One common example is the sudden decrease in the price of a given stock option. In order for the stock to fall out of bed, the sudden drop occurs due to circumstances that are outside the scope of the forecasts made on the future movement of the option by experts. For example, if a key member of the executive team at the company issuing the stock should suddenly announce he or she is leaving, and there was no prior anticipation of that event, the price per share may suddenly drop, creating a fall out of bed situation. The downward trend may continue until a replacement is named, hopefully one that has the confidence of investors and the business community in general.
A similar phenomenon can take place during the course of a merger or acquisition. Assuming that the business deal is looked upon with favor by the investment community, this may in fact help bolster the stock of both companies as the completion date of the merger or acquisition approaches. Should the deal suddenly be called off, the backlash in terms of the effect on stock prices may be swift and severe, creating a fall out of bed trend that continues for a period of time before the stock options of both companies level off and begin to increase once more.

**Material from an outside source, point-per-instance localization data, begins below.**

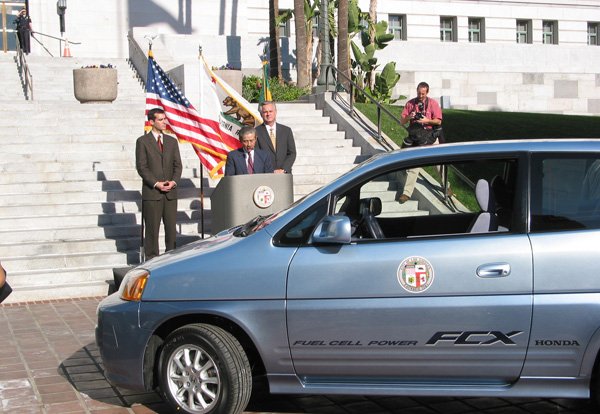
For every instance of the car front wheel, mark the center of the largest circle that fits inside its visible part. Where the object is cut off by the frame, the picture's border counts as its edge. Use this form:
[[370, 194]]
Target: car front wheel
[[204, 370]]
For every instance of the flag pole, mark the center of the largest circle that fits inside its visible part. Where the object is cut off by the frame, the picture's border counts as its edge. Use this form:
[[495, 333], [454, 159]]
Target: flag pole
[[199, 160], [142, 239]]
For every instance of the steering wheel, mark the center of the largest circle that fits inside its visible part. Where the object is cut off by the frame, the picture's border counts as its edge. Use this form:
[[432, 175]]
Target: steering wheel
[[372, 224]]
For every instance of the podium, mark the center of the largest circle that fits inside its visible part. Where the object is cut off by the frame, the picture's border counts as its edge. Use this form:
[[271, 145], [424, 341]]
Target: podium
[[239, 198]]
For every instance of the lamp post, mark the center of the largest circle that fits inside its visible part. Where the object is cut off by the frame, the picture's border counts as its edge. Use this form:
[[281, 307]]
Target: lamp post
[[61, 7], [324, 84]]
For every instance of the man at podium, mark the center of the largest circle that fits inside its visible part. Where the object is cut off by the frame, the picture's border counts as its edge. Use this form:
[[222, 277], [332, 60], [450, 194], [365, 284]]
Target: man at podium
[[247, 159]]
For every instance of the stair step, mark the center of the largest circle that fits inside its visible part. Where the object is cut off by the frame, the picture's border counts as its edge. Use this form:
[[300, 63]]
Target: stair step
[[70, 197]]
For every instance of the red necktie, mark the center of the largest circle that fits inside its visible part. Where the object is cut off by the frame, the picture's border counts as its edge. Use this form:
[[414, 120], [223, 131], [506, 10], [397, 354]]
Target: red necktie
[[250, 164]]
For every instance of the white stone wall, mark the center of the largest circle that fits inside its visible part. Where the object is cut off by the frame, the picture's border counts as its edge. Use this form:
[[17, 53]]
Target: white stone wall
[[559, 78]]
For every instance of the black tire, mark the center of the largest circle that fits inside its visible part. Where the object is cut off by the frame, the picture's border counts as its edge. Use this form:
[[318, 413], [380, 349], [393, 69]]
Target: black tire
[[204, 370]]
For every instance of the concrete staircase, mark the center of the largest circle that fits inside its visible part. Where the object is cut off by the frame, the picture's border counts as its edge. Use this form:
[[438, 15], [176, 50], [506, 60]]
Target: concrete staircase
[[70, 196]]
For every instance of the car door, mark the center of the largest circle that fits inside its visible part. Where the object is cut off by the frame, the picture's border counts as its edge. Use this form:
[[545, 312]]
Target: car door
[[565, 238], [427, 308]]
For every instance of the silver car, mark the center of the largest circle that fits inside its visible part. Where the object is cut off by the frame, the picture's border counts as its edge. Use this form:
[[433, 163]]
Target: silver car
[[484, 283]]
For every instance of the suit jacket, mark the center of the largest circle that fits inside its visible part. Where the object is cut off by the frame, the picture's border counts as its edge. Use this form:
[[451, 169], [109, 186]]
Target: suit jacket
[[154, 166], [286, 146], [236, 162]]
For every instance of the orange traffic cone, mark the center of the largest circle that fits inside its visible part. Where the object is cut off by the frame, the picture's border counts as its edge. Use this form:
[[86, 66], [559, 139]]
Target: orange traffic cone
[[67, 51]]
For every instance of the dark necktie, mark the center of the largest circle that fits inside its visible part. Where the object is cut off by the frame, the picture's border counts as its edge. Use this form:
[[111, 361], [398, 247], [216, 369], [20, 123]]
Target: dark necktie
[[250, 164]]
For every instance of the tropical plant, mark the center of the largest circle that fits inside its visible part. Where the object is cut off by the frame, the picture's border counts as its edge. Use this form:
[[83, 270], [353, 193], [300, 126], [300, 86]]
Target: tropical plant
[[303, 42], [374, 37], [343, 60], [281, 90], [274, 49]]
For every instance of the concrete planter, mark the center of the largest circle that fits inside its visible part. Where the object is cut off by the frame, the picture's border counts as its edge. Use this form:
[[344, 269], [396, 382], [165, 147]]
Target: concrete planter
[[95, 85]]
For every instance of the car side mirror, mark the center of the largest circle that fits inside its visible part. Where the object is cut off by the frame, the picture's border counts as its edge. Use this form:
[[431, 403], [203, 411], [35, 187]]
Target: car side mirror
[[333, 230]]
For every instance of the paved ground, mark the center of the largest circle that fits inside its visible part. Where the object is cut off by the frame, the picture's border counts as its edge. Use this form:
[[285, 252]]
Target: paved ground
[[49, 364]]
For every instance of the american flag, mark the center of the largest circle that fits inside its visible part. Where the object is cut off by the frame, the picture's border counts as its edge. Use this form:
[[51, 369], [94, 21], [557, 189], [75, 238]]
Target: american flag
[[204, 133]]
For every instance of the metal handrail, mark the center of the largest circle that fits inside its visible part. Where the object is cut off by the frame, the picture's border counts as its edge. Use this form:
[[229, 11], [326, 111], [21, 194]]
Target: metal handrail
[[445, 184], [60, 41], [380, 107], [24, 71]]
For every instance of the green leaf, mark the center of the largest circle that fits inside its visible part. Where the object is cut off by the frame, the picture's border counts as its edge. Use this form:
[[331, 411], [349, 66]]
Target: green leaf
[[284, 17]]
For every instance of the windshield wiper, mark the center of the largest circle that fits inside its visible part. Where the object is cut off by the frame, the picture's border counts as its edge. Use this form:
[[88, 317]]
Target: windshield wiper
[[248, 228]]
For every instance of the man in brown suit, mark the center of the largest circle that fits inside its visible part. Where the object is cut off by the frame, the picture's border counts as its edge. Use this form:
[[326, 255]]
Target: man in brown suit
[[158, 162], [276, 139]]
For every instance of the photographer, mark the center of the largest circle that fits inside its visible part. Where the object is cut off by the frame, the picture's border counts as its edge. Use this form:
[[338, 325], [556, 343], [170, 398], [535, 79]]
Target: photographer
[[425, 116]]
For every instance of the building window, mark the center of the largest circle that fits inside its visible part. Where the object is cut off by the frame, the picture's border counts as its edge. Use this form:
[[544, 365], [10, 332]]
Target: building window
[[550, 32], [284, 27], [476, 30], [448, 29], [593, 34], [523, 31], [397, 26]]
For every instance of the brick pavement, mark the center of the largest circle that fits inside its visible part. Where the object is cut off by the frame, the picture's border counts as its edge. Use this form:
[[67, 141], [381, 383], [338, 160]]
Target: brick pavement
[[49, 363]]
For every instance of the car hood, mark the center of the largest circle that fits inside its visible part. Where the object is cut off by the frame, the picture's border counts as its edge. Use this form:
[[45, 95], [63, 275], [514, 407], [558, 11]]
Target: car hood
[[223, 267]]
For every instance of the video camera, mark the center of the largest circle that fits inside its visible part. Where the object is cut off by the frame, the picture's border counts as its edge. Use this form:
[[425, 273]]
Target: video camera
[[420, 113]]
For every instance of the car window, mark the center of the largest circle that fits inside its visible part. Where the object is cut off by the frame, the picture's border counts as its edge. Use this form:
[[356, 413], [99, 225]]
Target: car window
[[300, 229], [565, 193], [444, 200]]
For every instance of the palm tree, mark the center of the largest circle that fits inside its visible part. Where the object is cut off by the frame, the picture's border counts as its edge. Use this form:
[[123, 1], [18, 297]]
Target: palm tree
[[343, 59], [274, 49], [373, 17], [302, 60]]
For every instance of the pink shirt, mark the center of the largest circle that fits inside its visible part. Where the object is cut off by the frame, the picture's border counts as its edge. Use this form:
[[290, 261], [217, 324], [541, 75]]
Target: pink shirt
[[431, 109]]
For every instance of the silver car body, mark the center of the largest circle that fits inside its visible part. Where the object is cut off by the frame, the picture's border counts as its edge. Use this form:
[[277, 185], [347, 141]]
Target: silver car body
[[513, 313]]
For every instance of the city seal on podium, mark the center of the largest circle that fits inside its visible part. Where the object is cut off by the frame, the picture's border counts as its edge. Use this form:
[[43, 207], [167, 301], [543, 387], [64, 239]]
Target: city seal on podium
[[264, 196]]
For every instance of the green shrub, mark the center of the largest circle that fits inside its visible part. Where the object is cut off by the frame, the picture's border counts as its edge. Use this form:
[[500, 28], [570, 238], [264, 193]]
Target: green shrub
[[281, 90]]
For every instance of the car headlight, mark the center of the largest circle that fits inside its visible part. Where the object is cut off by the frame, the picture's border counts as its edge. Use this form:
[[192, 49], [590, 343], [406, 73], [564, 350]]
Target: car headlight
[[135, 282]]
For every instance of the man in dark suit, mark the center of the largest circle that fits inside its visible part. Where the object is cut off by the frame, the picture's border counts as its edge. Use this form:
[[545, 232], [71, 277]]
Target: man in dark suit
[[247, 159], [276, 139], [158, 162]]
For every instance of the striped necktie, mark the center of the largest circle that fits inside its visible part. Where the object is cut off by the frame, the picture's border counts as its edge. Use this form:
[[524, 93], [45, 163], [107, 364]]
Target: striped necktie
[[273, 140], [250, 164]]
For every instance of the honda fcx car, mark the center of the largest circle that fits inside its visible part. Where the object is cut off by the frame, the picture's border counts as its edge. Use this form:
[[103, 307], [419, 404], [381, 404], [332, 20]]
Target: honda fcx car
[[486, 282]]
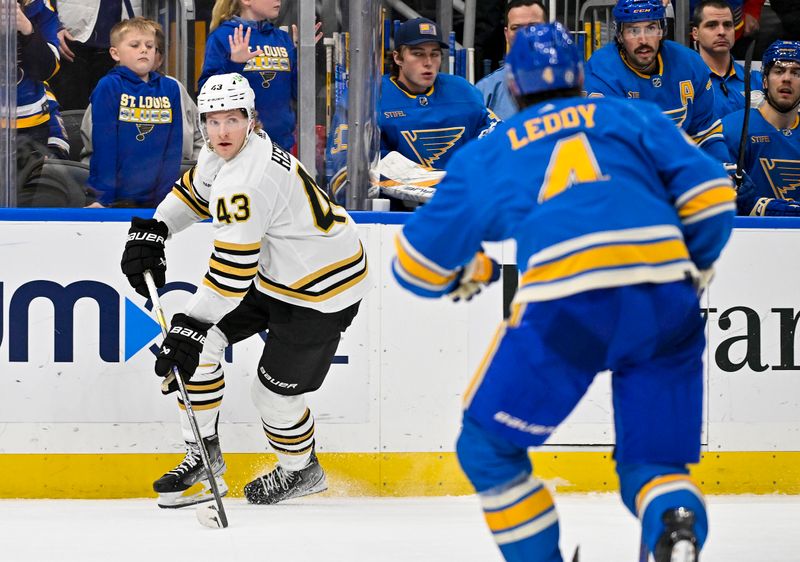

In general, a fall out of bed situation means that something has gone terribly wrong, and that the circumstances surrounding the sudden drop in stock prices was more or less a surprise to everyone in the investment community. While situations of this type do happen from time to time, projecting all possible outcomes can help to minimize the chance of entering into a deal only to have it collapse later on. Even when a fall out of bed situation does develop due to events that were completely unanticipated, conducting damage control can often help to slow and eventually reverse the downward trend and restore the company’s fortunes and stock prices to more attractive levels.